Recommender systems play a key role in e-commerce, video streaming media, music platforms, and many other online services, as they address the problem of information overload. Research on serialized recommendations is of great importance and has gained widespread attention in recent years. Given a sequence of user behavior, sequential recommendations capture the sequential transition pattern between consecutive items and predict the next item that the user may be interested in. GRU4Rec [1] uses recurrent neural networks (RNNs) to model the sequential behavior of users. SASRec [2] uses a self-attention mechanism to capture high-level information from user behavior. Additionally, the recommendation algorithm based on graph neural networks (GNN) converts each behavior sequence into a sequential graph.
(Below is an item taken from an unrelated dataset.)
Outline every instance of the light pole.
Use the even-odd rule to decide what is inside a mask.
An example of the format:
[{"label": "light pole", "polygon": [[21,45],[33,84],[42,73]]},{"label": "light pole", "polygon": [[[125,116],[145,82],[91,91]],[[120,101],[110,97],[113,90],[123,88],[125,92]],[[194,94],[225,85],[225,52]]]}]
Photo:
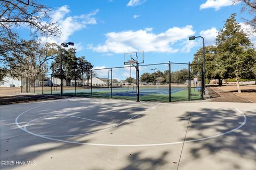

Self-supervised learning (SSL) mines self-supervised signals from the sequence to mitigate the problem of data sparsity. Contrastive learning, as a typical self-supervised learning method, has received increasing attention in various fields. Contrastive learning takes positive and negative samples from data to maximize the consistency of positive samples and minimize the consistency of negative samples. S3Rec [3] and CL4Rec [4] perform data-level augmentations to user behavior sequences, while DuoRec [5] performs model-level augmentations.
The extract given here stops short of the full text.